Le 20 août 2014, la sous-commission compétente de la CdG du Conseil des Etats, à savoir la sous-commission DFAE/DDPS, a décidé que l’évaluation devait se concentrer sur les compétences au sein du service diplomatique. Le CPA a ainsi déterminé quelles compétences ont été définies et examiné comment celles-ci s’intègrent dans les processus ainsi que dans les outils de recrutement et de fidélisation du personnel. Il a analysé pour ce faire les dispositions légales et les documents administratifs. Il a en outre mené près de 25 entretiens, notamment avec des personnes du DFAE, ainsi qu’avec des experts externes, et réalisé une enquête auprès de tous les collaborateurs du service diplomatique. Il a aussi consulté les données existantes du DFAE, de l’Office fédéral du personnel (OFPER) et de l’Association du Corps diplomatique Suisse (CDS). L’évaluation a bénéficié de l’encadrement scientifique du professeur Cédric Dupont de l’Institut de hautes études internationales et du développement à Genève.
Aperçu des résultats
Globalement, l’étude réalisée permet de conclure que les systèmes de recrutement et de fidélisation du personnel fonctionnent et ne présentent pas de défaillances majeures qui compromettraient le fonctionnement du service diplomatique. Le CPA a toutefois constaté plusieurs points faibles dont une partie est probablement induite par le système. La présente évaluation ne permet pas de déterminer si ces points faibles justifient que le service diplomatique passe d’un système de carrière à un système fonctionnel.

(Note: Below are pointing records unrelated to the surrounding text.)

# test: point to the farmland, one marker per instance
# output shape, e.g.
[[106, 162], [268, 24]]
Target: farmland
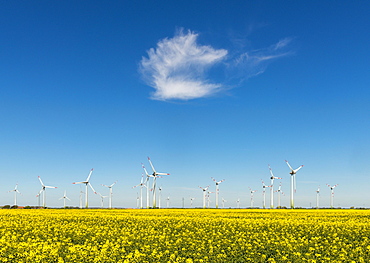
[[184, 235]]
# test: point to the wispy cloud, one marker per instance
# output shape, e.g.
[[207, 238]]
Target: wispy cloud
[[177, 67], [254, 62]]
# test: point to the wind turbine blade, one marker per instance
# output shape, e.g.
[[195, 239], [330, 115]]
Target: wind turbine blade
[[92, 188], [295, 184], [162, 173], [88, 177], [151, 165], [289, 165], [296, 170], [146, 172]]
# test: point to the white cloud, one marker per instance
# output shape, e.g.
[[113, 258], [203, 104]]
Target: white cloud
[[255, 62], [176, 68]]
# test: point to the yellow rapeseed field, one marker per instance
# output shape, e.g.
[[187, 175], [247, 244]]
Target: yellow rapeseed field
[[184, 235]]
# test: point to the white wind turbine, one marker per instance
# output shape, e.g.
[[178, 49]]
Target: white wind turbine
[[191, 202], [160, 196], [252, 195], [223, 202], [102, 199], [209, 198], [217, 190], [272, 188], [110, 192], [148, 176], [15, 190], [155, 174], [204, 195], [81, 193], [264, 193], [292, 183], [317, 197], [142, 184], [168, 201], [43, 191], [279, 195], [238, 203], [87, 183], [332, 195], [64, 197]]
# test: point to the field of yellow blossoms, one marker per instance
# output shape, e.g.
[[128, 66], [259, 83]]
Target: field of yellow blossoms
[[184, 235]]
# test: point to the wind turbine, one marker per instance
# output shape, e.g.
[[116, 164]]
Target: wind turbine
[[292, 183], [317, 197], [168, 201], [43, 188], [238, 203], [191, 202], [279, 195], [81, 193], [155, 174], [272, 188], [204, 195], [87, 183], [110, 192], [217, 190], [15, 190], [209, 198], [65, 197], [332, 195], [264, 193], [223, 202], [147, 187], [102, 199], [142, 184], [252, 195], [160, 196]]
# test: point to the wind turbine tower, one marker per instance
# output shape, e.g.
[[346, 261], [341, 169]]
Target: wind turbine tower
[[15, 190], [142, 184], [191, 202], [43, 191], [87, 183], [272, 188], [64, 197], [279, 195], [155, 174], [204, 195], [217, 190], [110, 193], [252, 195], [292, 183], [317, 197], [264, 193], [332, 195], [223, 203]]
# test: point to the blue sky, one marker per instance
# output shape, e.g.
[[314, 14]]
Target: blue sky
[[205, 88]]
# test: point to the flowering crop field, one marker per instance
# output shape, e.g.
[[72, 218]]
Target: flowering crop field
[[184, 235]]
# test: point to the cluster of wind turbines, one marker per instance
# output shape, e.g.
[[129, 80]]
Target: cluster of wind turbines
[[146, 183], [64, 197]]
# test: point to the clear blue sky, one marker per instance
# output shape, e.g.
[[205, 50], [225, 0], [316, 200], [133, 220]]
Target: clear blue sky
[[205, 88]]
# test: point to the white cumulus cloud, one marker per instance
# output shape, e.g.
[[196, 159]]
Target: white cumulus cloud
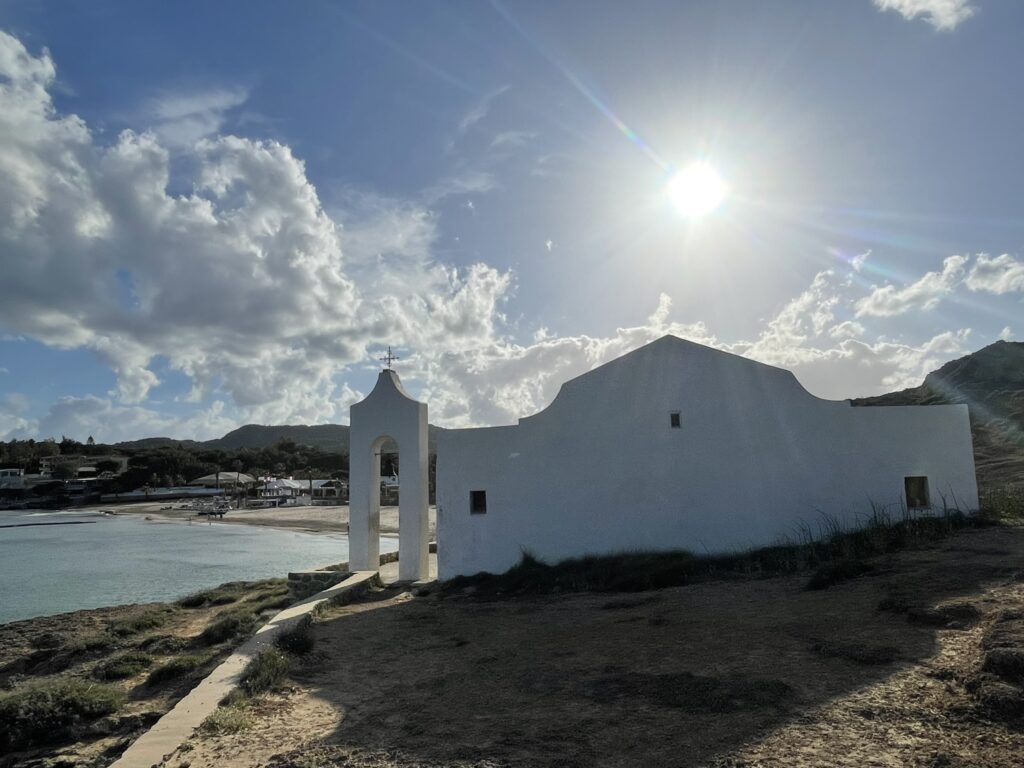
[[925, 293], [1000, 274], [942, 14]]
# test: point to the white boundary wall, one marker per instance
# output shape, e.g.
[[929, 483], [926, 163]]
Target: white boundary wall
[[756, 456]]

Manque de spécification des compétences pour le personnel du service diplomatique
La responsabilité du personnel du service diplomatique incombe à la Direction des ressources. Celle-ci, sur la base du référentiel de compétences de l’administration fédérale, a défini quatre profils d’exigences standard pour le personnel diplomatique selon le degré de responsabilité correspondant à la fonction exercée. Selon les prescriptions, ces profils, qui correspondaient à différents niveaux de hiérarchie, devaient constituer une base essentielle pour l’engagement et l’évolution des collaborateurs du service diplomatique.
La définition des compétences au sein du service diplomatique présente toutefois certaines faiblesses : dans l’ensemble, le niveau requis dans les nombreuses compétences de gestion, sociales et personnelles est particulièrement élevé. En outre, les compétences n’ayant pas découlé de tâches concrètes, les profils d’exigences standard ne contiennent aucune compétence spécifique à la diplomatie. Les compétences techniques, méthodologiques et linguistiques font presque totalement défaut. Selon le CPA, de telles compétences peuvent être définies même si les profils d’exigences standard doivent s’appliquer à plusieurs fonctions.
Attribution flexible des postes au sein du service diplomatique
La plupart des collaborateurs du service diplomatique ont été engagés sur concours. Le concours d’admission est un outil de recrutement qui peut, dans l’ensemble, être qualifié d’approprié. Les résultats de l’évaluation indiquent que l’entretien devant la commission d’admission est particulièrement important. La composition de cette commission fait toutefois l’objet de critiques du fait que l’administration fédérale y est trop fortement représentée au détriment des personnes issues des milieux politique, culturel et scientifique. En outre, en ne publiant pas le nom de ses membres, la commission manque de transparence.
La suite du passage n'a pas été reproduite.